Hello, I am relatively new at perl, but I am trying to write a piece of code that will take an outputted .xml file from a previous program which contains several directories. I want the program to scan for the line that contains <Worksheet> which is where I want it to start reading and recording the information from the first directory, stop on </Workbook> of directory1 .xml file. Then scan the next directory ( directory 2 lets call it) for its first line that contains <Worksheet> and then read and record into the new output file until it reaches the line that contains</Workbook> on that directory, and keep looping and doing this for several directories. And then taking all this and making it into one output file. Can anyone help me out? Thanks a bunch.
  • Comment on readings data, taking parts, outputting parts in a file

Replies are listed 'Best First'.
Re: readings data, taking parts, outputting parts in a file
by Fletch (Bishop) on May 28, 2009 at 19:17 UTC
Re: readings data, taking parts, outputting parts in a file
by wjw (Priest) on May 29, 2009 at 00:08 UTC
    I agree wholeheartedly with the previous comment on how to ask a question. However, what you are asking here is sort of interesting to me, so I want to ask some questions about your question, so to speak.
    • The xml files are located in various directories of the program that generates them?
    • When you refer to directory, are you referring to a file named 'directory.xml', or a directory that contains some otherwise named xml file(s)?
    • Making a wild guess here: you want to take multiple xml files generated by a spreadsheet program and concatenate all the worksheets contained in each workbook of the original spreadsheet files into one workbook file?

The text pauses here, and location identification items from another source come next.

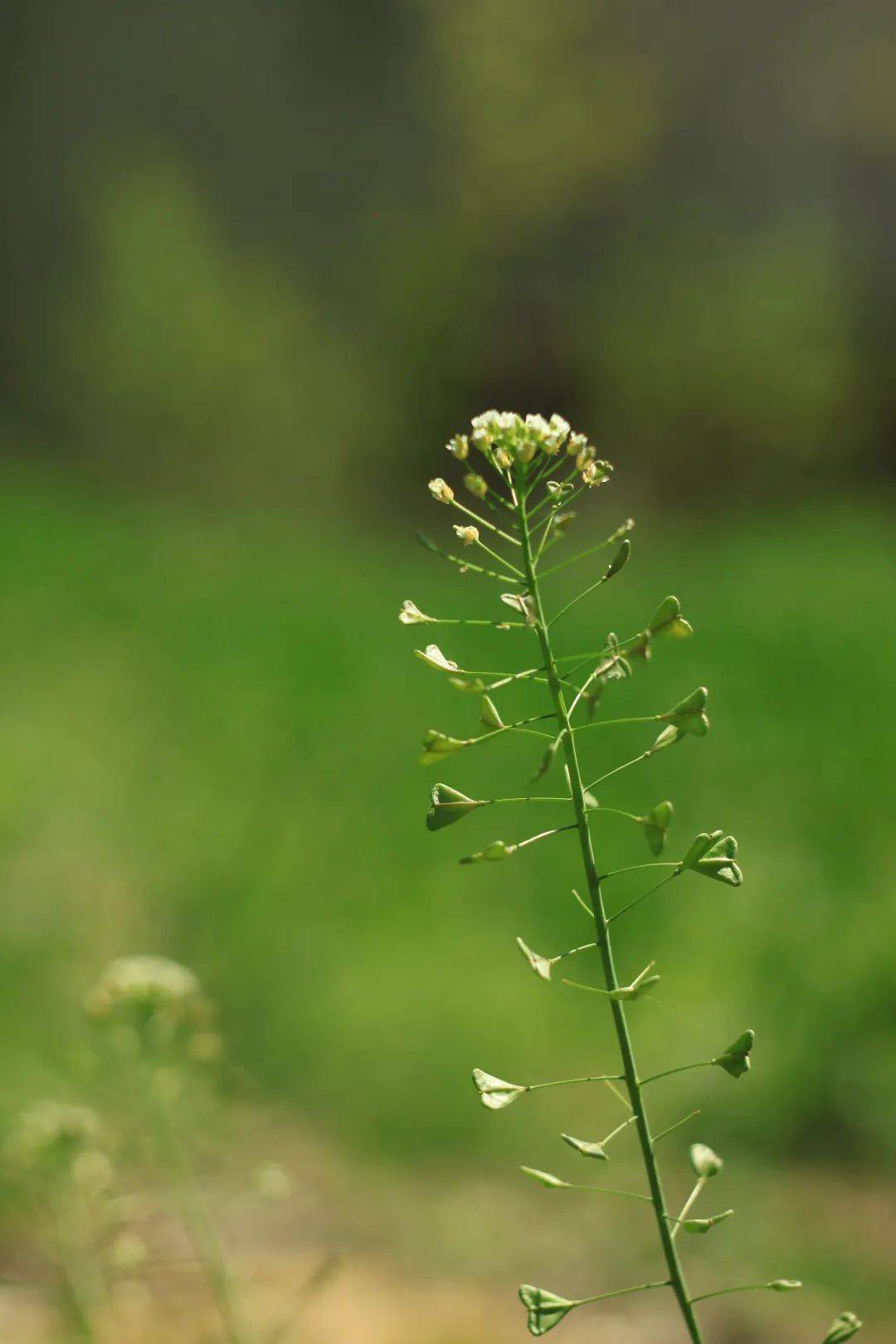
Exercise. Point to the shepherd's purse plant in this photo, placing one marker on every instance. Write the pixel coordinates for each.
(518, 515)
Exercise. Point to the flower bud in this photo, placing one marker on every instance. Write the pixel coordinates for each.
(520, 602)
(558, 431)
(458, 446)
(441, 491)
(843, 1328)
(448, 806)
(655, 827)
(476, 485)
(542, 965)
(492, 854)
(494, 1093)
(466, 533)
(544, 1309)
(433, 656)
(411, 615)
(704, 1161)
(735, 1060)
(668, 620)
(438, 745)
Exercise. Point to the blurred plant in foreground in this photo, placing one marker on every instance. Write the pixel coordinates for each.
(520, 514)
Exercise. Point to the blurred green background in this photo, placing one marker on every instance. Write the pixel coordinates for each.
(258, 262)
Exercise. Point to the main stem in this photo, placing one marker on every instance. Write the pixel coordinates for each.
(664, 1227)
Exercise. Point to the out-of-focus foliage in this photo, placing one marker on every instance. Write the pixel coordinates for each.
(232, 231)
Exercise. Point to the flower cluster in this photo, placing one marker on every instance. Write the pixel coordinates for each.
(156, 999)
(507, 436)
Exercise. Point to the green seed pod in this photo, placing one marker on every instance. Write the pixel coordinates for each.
(704, 1161)
(492, 854)
(618, 559)
(494, 1093)
(735, 1060)
(700, 1226)
(433, 656)
(542, 965)
(843, 1328)
(448, 806)
(438, 745)
(689, 714)
(544, 1309)
(668, 620)
(586, 1148)
(655, 825)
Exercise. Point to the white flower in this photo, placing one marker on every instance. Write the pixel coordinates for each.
(558, 431)
(433, 656)
(441, 491)
(411, 615)
(52, 1127)
(458, 446)
(149, 981)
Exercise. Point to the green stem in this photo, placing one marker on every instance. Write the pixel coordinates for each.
(621, 1292)
(631, 1070)
(688, 1205)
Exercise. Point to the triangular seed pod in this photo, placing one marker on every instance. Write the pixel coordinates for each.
(489, 715)
(438, 745)
(719, 863)
(586, 1148)
(704, 1225)
(699, 847)
(492, 854)
(448, 806)
(704, 1161)
(625, 993)
(473, 686)
(843, 1328)
(618, 559)
(542, 965)
(737, 1057)
(544, 1309)
(494, 1093)
(668, 620)
(655, 825)
(433, 656)
(689, 714)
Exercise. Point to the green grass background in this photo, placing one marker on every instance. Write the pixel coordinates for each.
(210, 728)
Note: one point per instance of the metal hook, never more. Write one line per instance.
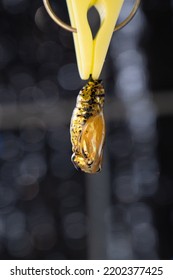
(67, 27)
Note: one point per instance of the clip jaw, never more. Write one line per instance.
(91, 52)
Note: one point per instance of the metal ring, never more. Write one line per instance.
(58, 21)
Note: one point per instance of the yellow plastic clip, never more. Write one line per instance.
(91, 52)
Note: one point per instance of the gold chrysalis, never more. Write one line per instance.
(87, 128)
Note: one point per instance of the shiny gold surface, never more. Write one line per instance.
(88, 128)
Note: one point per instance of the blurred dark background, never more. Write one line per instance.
(48, 210)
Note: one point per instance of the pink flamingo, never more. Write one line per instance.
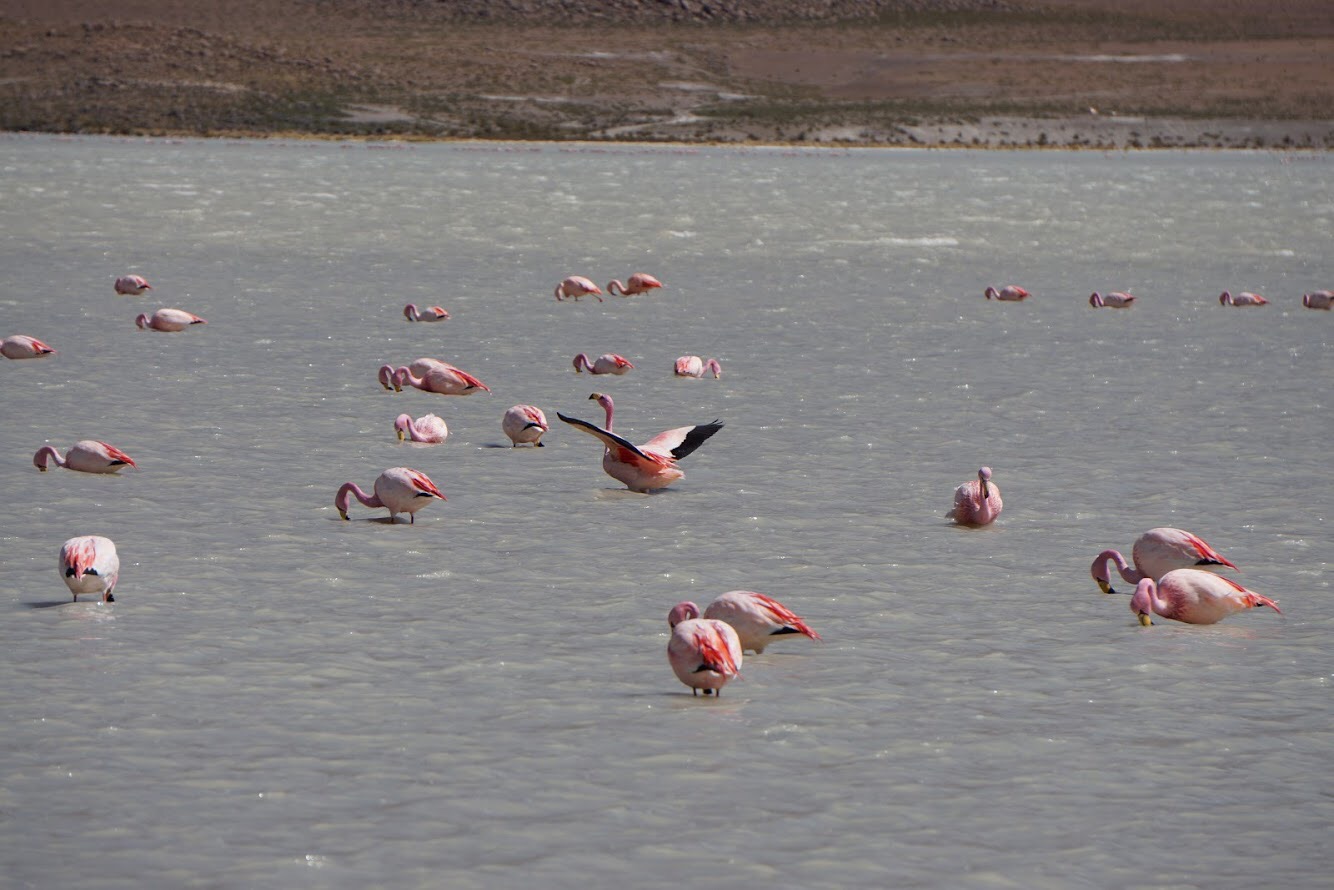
(652, 465)
(20, 346)
(1245, 298)
(430, 314)
(439, 378)
(427, 428)
(757, 618)
(1318, 299)
(1157, 553)
(703, 653)
(576, 286)
(398, 489)
(977, 503)
(90, 565)
(1115, 300)
(639, 283)
(524, 423)
(132, 284)
(1010, 292)
(693, 366)
(88, 455)
(168, 320)
(607, 363)
(1193, 597)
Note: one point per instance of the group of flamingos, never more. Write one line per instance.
(1173, 571)
(1121, 300)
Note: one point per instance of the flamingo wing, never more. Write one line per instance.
(682, 440)
(623, 449)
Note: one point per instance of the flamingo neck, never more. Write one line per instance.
(354, 490)
(46, 453)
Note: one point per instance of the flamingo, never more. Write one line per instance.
(430, 314)
(90, 565)
(1115, 300)
(693, 366)
(1010, 292)
(524, 423)
(638, 283)
(399, 489)
(168, 320)
(1318, 299)
(1157, 553)
(1193, 597)
(428, 428)
(576, 286)
(703, 653)
(1245, 298)
(757, 618)
(132, 284)
(20, 346)
(652, 465)
(88, 455)
(439, 378)
(977, 503)
(607, 363)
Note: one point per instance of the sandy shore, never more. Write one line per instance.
(1089, 74)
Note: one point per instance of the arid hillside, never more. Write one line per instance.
(903, 72)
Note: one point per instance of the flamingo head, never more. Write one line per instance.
(983, 478)
(400, 426)
(1142, 603)
(682, 611)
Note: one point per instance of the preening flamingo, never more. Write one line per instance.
(430, 314)
(757, 618)
(524, 423)
(977, 503)
(607, 363)
(652, 465)
(439, 378)
(20, 346)
(90, 565)
(703, 653)
(576, 286)
(1115, 300)
(1318, 299)
(132, 284)
(1157, 553)
(638, 283)
(1010, 292)
(168, 320)
(427, 428)
(1193, 597)
(693, 366)
(1245, 298)
(88, 455)
(398, 489)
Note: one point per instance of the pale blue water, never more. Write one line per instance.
(482, 699)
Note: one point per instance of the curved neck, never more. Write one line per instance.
(1129, 573)
(355, 490)
(46, 453)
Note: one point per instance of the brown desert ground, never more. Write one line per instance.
(1093, 74)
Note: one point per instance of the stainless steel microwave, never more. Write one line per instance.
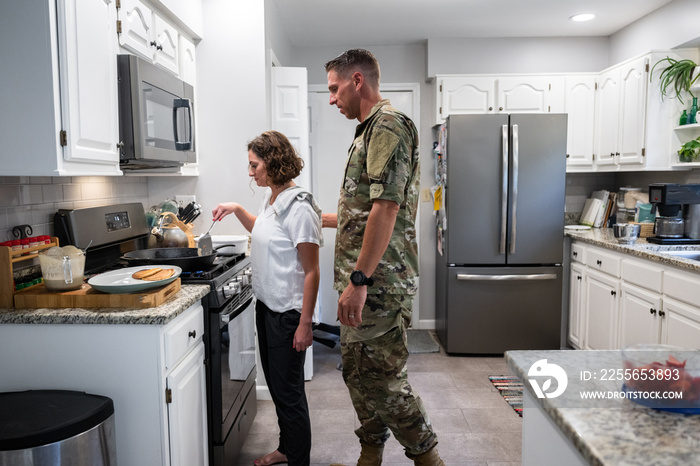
(156, 116)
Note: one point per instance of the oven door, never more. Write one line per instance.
(231, 364)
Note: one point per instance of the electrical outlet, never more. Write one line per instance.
(184, 199)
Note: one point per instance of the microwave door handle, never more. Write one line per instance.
(187, 105)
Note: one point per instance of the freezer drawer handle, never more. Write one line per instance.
(535, 276)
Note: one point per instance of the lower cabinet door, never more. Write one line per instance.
(187, 410)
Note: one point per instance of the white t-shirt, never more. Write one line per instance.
(278, 277)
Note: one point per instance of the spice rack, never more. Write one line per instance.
(8, 258)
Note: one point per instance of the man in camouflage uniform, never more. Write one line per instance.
(376, 262)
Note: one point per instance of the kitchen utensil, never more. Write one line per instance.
(669, 227)
(62, 268)
(188, 259)
(626, 233)
(204, 242)
(120, 281)
(230, 245)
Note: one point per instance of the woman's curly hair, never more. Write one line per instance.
(281, 160)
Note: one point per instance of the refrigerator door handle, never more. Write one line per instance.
(504, 187)
(535, 276)
(515, 189)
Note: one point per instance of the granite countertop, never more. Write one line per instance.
(187, 296)
(617, 431)
(605, 238)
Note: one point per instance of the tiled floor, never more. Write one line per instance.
(475, 426)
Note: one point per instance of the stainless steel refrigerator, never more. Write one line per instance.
(501, 233)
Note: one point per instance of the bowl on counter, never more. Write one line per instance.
(626, 233)
(662, 377)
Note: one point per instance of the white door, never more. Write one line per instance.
(289, 109)
(88, 43)
(331, 136)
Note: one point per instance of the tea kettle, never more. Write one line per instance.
(173, 235)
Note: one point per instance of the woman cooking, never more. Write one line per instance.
(286, 236)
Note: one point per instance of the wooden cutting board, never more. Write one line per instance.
(38, 297)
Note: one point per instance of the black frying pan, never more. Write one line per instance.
(188, 259)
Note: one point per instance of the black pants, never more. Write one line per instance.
(283, 367)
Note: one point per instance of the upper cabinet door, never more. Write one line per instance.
(607, 108)
(137, 28)
(89, 81)
(464, 95)
(634, 80)
(524, 94)
(580, 105)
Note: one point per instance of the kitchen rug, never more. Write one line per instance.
(511, 389)
(421, 341)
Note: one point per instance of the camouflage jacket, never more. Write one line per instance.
(383, 163)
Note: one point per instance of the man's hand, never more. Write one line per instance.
(350, 305)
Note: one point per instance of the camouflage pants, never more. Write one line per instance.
(375, 373)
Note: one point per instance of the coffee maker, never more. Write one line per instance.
(678, 206)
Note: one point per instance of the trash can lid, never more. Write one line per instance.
(39, 417)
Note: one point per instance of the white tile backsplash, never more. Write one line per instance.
(34, 200)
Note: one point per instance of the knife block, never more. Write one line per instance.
(8, 258)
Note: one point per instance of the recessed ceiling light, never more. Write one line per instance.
(582, 17)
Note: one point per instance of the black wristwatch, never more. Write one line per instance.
(358, 278)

    Lets assume that last is true. I think perhaps XML::Twig might help you do what you want. On the other hand, it should not be too tough to simply open each xml file, grab everything between <worksheet> and the </workbook> and plop it in a new file either. But that depends on what you want to do, which you really do need to clarify...
    Best of luck.. :-)
    • ...the majority is always wrong, and always the last to know about it...
    • The Spice must flow...
    • ..by my will, and by will alone.. I set my mind in motion
Re: readings data, taking parts, outputting parts in a file
by arc_of_descent (Hermit) on May 29, 2009 at 07:39 UTC

    Read about the Range Operators, especially the part where it explains how to use it in scalar context. This method can be applied to get at well defined blocks in your text file.

    You should also take a look at XML::Simple which help in XML Parsing. If your xml files are huge, I recommend XML::Parser instead, but that would require some more effort to learn. Also check out XML::Parser::Lite.

    Sample code for using the range operators.

    #!/usr/bin/perl use strict; use warnings; while (<DATA>) { print if (/<marker>/ .. /<\/marker>/); } __DATA__ In scalar context, ".." returns a boolean value. The operator is bista +ble, like a flip-flop, and emulates the line-range (comma) operator of sed, + awk, and various editors. <marker> Each ".." operator maintains its own boolean state. It is false as long as its left operand is false. </marker> Once the left operand is true, the range operator stays true until the right operand is true, AFTER which + the range operator becomes false again.

    --
    Rohan